La question n’est plus théorique. Les conséquences de ce système de corruption se mesurent en vies humaines et en équilibres géopolitiques dégradés.
Sur Gaza, Jared Kushner, qui a personnellement soutenu financièrement des organisations de colonisation en Cisjordanie et dont le fonds est actionnaire majoritaire de Phoenix Financial – une société qui finance l’expansion immobilière israélienne dans les territoires occupés, est désigné comme architecte de la reconstruction post-conflit. Le 16 septembre 2025, une commission de l’ONU déclare officiellement que les actions d’Israël à Gaza constituent un génocide, précisément quatre des cinq actes génocidaires définis par la Convention de 1948 sur la prévention et la répression du crime de génocide : meurtres, atteintes graves à l’intégrité physique ou mentale, imposition délibérée de conditions de vie visant à la destruction du groupe, et mesures visant à entraver les naissances. Le même jour, Forbes classe Jared Kushner parmi les milliardaires.
Sur l’Iran, le tableau est plus sombre encore. Selon Mother Jones, Jared Kushner et son co-négociateur Steve Witkoff ont abordé des pourparlers nucléaires complexes sans maîtrise des précédents diplomatiques ni des réalités techniques du dossier. Des experts en non-prolifération cités dans l’article estiment qu’un accord substantiel était à portée, et que c’est l’impatience et l’incompétence de l’équipe américaine qui ont précipité l’escalade militaire – une guerre dont le coût humain, économique et stratégique pour les États-Unis est aujourd’hui estimé à près de cinquante milliards de dollars de ressources militaires engagées. Et encore plus important pour le monde. Par exemple, comment évaluer les conséquences du manque d’engrais sur les cultures à venir ?

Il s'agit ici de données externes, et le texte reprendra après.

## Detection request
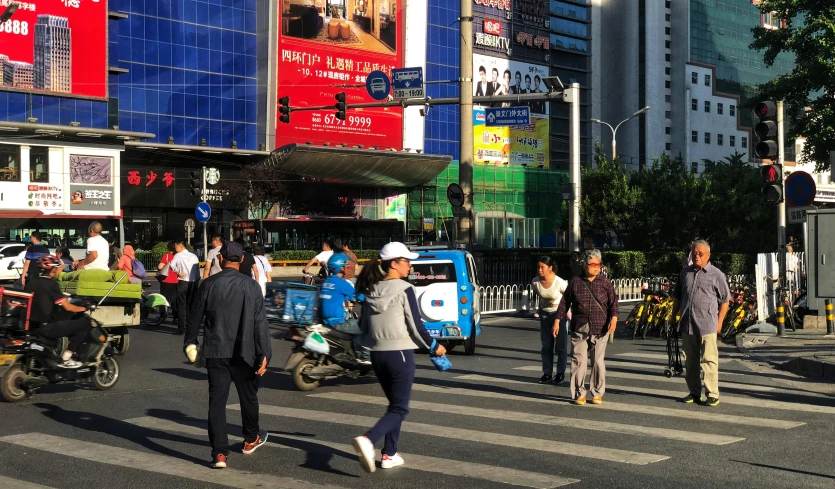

Sur l’Ukraine, le « plan de paix » présenté par Kushner et Witkoff s’avère, selon le site d’investigation The Insider, être pour l’essentiel un recyclage quasi mot pour mot d’un document rédigé par Kirill Dmitriev, le responsable du fonds souverain russe personnellement sanctionné par Washington depuis 2022 et par ailleurs « vieille » connaissance de Jared Kushner depuis la première administration.
Les républiques bananières ne naissent pas d’un coup d’État spectaculaire, mais d’une érosion patiente des normes, d’une privatisation progressive des fonctions régaliennes, d’une confusion méthodique entre l’intérêt public et l’intérêt privé. Ce que documente Mother Jones n’est pas la révélation d’un comportement déviant c’est la confirmation d’un système.
Donald Trump lui-même avait bien compris, dès son premier mandat, que le pouvoir exécutif pouvait être monétisé. Sa famille l’a compris aussi vite que lui. La nouveauté de ce second mandat, c’est que cette logique s’est institutionnalisée : elle n’est plus dissimulée, elle est industrialisée et revendiquée. Jared Kushner parle lui-même de se distinguer des « professeurs d’histoire » et des diplomates de carrière, au profit des « deal guys », une formulation qui, sous ses airs de franchise, résume parfaitement la philosophie en jeu : la diplomatie n’est pas un service rendu à l’intérêt national, c’est un marché comme un autre.
Les enquêtes parlementaires annoncées par les démocrates – Ron Wyden au Sénat, Jamie Raskin et Robert Garcia à la Chambre des représentants – pourraient, si les midterms rééquilibrent le rapport de forces au Congrès, ouvrir des auditions que l’administration actuelle s’emploie à rendre impossibles. Jared Kushner n’a pas produit les déclarations financières que son titre d’envoyé spécial l’oblige pourtant légalement à déposer. Personne, pour l’instant, ne semble pressé de l’y contraindre.
Ce n’est pas une série de scandales. C’est un mode de gouvernement. Et il fonctionne. Jusqu’ici.